The British invention looks like a TV remote control handset, with a penlike probe on the end of it.
It works by firing a very mild electric current into the cervix and instantly monitoring how it passes through cells.
Pre-cancerous cells – those in the very early stages of turning malignant – conduct electricity at a different rate to healthy cells.
Researchers behind the new device, called APX, predict it will ease the trauma of smear-testing for thousands of women.
Results from this can take up to five weeks, leaving women facing an anxious wait to see if they have cancer.
Cervical cancer, which is caused by a sexually-transmitted bug called the human papillomavirus, affects around 2,400 women every year in the UK.
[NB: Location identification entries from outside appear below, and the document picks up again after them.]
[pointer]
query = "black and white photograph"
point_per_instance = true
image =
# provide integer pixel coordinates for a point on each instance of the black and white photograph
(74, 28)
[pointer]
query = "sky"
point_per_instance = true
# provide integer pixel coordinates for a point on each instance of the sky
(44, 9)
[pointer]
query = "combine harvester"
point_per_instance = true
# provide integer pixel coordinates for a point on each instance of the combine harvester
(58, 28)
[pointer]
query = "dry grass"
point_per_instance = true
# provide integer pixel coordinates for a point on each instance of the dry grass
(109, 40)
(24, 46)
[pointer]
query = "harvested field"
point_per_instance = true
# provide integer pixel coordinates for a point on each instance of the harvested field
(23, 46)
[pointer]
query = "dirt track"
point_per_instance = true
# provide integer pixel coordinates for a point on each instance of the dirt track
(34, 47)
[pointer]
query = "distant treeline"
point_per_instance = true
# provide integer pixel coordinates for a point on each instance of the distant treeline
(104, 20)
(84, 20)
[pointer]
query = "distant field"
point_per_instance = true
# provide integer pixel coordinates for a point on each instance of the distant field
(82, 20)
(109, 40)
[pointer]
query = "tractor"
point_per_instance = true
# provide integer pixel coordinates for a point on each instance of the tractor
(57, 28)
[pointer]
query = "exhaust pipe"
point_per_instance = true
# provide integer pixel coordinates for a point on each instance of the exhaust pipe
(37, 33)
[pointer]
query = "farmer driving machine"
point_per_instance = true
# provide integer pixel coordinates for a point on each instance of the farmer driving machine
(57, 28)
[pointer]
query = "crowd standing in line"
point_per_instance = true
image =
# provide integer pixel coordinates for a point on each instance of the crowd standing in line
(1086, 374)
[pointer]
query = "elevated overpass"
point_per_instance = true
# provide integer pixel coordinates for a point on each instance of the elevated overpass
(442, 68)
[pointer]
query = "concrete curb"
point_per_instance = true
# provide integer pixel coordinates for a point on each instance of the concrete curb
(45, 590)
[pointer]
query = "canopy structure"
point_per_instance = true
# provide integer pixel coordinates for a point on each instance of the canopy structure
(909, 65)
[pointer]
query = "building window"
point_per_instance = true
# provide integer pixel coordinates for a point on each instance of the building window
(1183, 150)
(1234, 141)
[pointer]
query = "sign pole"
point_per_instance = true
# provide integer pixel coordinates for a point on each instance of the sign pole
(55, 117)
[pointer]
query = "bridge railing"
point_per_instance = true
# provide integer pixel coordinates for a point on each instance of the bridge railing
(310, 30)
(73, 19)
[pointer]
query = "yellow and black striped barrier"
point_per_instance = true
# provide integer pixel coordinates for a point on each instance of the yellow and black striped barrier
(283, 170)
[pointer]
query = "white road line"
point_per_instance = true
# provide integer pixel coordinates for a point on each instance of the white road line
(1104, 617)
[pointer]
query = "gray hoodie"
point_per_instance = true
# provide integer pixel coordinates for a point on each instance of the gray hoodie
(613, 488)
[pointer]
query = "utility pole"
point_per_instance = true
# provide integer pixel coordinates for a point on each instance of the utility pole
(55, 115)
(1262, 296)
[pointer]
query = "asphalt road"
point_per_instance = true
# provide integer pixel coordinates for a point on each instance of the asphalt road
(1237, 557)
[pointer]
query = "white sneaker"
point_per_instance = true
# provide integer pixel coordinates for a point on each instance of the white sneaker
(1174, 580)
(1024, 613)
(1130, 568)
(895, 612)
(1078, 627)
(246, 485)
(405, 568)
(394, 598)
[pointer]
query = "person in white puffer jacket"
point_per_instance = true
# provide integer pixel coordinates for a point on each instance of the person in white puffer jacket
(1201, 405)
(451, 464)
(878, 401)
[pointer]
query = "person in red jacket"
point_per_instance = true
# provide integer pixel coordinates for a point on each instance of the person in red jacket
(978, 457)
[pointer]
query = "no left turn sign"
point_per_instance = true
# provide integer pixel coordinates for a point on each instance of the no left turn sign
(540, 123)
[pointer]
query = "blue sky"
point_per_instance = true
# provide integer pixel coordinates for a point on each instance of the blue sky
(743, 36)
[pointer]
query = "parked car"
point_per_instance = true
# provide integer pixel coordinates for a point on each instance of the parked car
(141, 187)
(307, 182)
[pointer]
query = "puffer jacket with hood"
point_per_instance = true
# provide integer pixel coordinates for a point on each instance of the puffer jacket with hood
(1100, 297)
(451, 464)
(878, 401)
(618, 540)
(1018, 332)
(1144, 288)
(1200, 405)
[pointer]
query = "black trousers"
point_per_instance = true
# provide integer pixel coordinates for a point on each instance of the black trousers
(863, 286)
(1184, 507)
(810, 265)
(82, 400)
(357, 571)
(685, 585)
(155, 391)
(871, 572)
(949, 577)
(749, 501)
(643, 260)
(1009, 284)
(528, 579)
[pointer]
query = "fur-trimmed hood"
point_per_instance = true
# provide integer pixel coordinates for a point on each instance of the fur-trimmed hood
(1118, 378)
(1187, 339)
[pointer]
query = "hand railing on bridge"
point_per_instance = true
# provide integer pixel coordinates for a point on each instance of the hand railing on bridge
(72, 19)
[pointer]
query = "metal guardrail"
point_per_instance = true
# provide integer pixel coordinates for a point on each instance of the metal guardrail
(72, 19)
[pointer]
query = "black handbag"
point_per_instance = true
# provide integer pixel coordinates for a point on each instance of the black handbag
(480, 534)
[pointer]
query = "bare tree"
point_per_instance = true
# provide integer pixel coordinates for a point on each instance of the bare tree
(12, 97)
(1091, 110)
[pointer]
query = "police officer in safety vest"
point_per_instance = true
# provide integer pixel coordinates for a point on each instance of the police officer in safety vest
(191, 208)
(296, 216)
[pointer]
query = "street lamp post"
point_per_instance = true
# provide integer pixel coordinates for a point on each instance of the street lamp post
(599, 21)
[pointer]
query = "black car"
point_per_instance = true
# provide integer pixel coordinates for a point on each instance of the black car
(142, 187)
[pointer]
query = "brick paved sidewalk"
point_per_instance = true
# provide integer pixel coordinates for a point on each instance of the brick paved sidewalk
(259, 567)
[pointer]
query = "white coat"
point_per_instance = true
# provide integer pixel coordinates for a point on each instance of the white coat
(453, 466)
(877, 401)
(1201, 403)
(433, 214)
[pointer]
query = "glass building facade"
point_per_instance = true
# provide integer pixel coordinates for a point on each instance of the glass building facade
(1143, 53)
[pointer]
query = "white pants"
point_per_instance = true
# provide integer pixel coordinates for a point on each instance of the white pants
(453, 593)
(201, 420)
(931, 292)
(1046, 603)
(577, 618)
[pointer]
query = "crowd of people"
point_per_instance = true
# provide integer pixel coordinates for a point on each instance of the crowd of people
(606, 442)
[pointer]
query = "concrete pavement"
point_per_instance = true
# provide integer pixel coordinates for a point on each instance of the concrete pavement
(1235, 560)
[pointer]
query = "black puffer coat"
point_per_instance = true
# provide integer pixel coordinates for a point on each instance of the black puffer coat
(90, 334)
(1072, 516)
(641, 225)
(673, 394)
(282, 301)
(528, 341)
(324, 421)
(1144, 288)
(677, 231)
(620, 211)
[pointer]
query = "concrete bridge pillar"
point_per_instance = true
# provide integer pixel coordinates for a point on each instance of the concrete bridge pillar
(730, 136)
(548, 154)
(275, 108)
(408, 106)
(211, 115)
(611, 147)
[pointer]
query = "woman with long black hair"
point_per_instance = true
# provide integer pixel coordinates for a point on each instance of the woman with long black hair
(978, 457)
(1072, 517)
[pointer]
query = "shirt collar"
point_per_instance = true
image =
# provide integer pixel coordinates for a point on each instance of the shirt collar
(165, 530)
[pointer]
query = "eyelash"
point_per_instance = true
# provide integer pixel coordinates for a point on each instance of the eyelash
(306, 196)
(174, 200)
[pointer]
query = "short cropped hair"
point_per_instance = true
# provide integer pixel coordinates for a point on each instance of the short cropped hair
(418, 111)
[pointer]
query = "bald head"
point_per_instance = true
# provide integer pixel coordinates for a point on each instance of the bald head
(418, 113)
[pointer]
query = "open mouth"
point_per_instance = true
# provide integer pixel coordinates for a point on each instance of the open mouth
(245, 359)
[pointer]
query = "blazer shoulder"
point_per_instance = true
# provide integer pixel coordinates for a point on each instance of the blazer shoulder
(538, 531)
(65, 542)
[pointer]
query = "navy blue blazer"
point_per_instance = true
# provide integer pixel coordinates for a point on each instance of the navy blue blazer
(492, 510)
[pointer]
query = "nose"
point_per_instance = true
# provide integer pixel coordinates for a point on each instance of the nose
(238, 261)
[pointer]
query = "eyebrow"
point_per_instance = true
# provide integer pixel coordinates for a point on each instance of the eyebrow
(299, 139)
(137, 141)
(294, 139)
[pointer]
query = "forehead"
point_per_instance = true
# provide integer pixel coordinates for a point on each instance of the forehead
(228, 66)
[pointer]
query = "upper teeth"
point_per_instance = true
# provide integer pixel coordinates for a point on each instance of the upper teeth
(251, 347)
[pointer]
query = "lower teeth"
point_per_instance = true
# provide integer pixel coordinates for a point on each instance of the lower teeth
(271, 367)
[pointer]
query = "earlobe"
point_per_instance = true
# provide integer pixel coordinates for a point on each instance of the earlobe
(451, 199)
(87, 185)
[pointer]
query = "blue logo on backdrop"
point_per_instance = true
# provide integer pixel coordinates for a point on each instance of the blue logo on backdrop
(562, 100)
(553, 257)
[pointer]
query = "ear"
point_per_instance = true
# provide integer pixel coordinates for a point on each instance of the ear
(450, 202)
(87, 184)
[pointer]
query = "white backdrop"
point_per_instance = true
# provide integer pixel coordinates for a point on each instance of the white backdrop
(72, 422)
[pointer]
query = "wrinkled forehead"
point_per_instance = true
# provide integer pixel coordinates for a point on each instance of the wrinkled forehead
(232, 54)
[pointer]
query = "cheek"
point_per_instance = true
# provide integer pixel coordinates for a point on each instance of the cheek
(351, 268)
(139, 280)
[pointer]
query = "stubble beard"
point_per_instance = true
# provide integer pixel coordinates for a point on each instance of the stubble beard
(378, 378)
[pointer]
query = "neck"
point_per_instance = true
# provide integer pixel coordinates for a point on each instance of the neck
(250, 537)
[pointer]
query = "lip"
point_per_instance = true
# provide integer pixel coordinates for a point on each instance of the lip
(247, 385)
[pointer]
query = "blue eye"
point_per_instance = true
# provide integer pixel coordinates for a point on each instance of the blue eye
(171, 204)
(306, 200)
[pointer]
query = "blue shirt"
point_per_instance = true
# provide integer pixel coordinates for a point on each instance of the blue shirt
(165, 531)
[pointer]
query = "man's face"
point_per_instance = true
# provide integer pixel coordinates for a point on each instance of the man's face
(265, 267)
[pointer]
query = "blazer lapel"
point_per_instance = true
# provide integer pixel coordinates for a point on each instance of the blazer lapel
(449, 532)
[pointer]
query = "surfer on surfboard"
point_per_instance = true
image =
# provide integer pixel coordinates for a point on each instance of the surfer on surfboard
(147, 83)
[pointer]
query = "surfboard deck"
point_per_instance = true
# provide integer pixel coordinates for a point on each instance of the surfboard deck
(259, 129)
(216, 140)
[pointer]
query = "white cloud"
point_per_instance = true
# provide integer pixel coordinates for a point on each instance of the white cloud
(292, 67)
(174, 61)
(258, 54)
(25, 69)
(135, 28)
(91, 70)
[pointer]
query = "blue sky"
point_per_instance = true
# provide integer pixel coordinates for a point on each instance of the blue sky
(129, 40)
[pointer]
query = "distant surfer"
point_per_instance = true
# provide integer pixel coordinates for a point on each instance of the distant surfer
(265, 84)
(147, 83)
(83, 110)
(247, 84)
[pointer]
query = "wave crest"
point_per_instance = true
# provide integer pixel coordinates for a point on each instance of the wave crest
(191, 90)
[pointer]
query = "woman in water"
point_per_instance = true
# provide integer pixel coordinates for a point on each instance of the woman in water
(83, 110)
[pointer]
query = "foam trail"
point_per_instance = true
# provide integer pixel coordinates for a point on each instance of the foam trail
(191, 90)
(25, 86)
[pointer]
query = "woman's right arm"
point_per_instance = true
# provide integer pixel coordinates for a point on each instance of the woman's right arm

The Government has introduced a national vaccination campaign to immunise teenage girls against infection before they become sexually active. But there is also a national screening programme, under which all women aged 25 or over are invited for a smear test every three to five years.
This involves a technique called liquid-based cytology, where a small sample of cells is ‘brushed’ off the cervix using a spatula, stored in liquid and sent off to a laboratory.
There, the cells are studied by an expert called a cytologist, who looks through a microscope for evidence of abnormal cells, called cervical intraepithelial neoplasia, or CIN.
But it takes four to five weeks for results to come back. If the cytologist suspects a problem, the woman then has to wait several more weeks to have a biopsy, where she is given a local anaesthetic and tiny samples of tissue are cut out.
Although the screening programme is credited with saving lives, it has been beset by blunders.
In 2004, a man whose wife died from the disease after being given the all-clear was awarded £300,000 in damages.